At the beginning of December we shall go through the annual charade of the Christmas/New Year road safety campaign, doubtless employing the meaningless phrase ‘zero tolerance’. About 1,500 people will die as usual on the roads during the so-called festive season. What is generally forgotten is that this is the normal death rate on the roads throughout the year regardless of holidays and traffic volumes.
Nothing will change in any meaningful way because this is all the result of accepted behaviour. Like gun massacres in the United States, people continue to die in numbers because there is a lack of real will to make a change. Society has to all intents and purposes come to regard such death as part of normal life.

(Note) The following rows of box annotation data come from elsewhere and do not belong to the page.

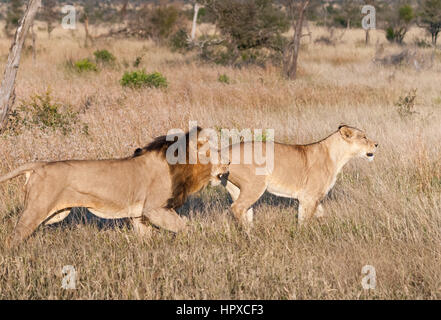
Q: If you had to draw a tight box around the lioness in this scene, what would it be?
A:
[226,126,378,225]
[0,127,228,246]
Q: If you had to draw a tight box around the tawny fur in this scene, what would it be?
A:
[226,126,378,226]
[0,128,228,246]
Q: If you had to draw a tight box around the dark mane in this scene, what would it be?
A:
[132,127,211,209]
[133,126,202,158]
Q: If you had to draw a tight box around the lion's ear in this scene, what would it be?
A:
[338,126,354,139]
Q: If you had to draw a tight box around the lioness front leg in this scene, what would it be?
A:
[143,208,187,233]
[314,203,325,218]
[227,180,266,227]
[298,200,319,225]
[226,181,254,225]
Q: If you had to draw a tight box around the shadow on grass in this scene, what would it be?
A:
[40,188,344,230]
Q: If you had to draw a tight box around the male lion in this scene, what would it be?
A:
[0,127,228,246]
[226,126,378,225]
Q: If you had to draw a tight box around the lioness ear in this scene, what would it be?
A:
[338,126,353,139]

It is a sadly mindless state of affairs, the product of macho societies that deep down revere violence. In South Africa, about 30,000 people die violent, unnatural and premature deaths each year. This has been the case for years and no one seems capable of – or really interested in – doing anything much about it. It has, quite literally, become accepted as part of the state of the nation. It is hard not to believe that this has some sort of link with the collective national psyche together with a cynical culture of indifference and corruption. All these anti-social behaviours feed off each other.

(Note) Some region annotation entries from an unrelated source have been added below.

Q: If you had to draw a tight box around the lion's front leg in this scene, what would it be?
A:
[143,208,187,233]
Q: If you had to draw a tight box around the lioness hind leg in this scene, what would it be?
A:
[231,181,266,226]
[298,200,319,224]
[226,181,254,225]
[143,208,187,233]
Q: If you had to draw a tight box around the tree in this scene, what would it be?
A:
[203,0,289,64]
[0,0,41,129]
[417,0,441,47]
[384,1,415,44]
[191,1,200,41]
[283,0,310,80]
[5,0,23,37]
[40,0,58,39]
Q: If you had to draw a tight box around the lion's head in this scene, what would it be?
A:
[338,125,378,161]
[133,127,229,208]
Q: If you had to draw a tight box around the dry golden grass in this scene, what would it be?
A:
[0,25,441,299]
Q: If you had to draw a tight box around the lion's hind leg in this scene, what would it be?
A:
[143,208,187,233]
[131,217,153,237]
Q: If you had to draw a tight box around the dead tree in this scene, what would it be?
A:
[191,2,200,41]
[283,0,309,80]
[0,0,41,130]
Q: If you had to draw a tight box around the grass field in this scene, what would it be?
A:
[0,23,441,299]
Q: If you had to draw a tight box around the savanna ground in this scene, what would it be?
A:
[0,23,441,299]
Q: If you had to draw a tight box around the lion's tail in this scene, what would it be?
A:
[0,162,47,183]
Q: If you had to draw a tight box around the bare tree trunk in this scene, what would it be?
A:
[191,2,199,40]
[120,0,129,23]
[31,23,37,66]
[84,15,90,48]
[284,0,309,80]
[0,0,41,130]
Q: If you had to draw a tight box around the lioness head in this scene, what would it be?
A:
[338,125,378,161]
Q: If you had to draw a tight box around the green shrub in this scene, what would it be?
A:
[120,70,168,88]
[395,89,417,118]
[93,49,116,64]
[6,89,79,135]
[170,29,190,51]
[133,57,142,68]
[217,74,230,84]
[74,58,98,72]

And if this were not bad enough, legislation dubbed the Drunken Drivers Bill is now making its way through parliament. Its basic purpose seems logical enough: to do away with the disastrous Road Accident Fund, which is a honeypot for corrupt lawyers acting on behalf of persistent litigants. Under the Road Accident Benefit Scheme everyone will be paid out, including drivers at fault many of them under the influence. It will cut out the tainted and greedy lawyers, but encourage drunken driving. Probably even more people will die on South Africa’s roads. (A matter of terminology: why are road crashes called accidents? Most are the foreseeable consequence of irresponsible action as in dolus eventualis above). Critics have pointed out one obvious antidote practised in Britain and in the often-maligned Zimbabwe: compulsory vehicle and third party insurance. But that would undermine the anarchic, Wild West component of the national psyche.
Driving behaviour tells us a great deal about the ethics and attitudes of a society. South Africans should be doing a great deal of soul-searching about theirs.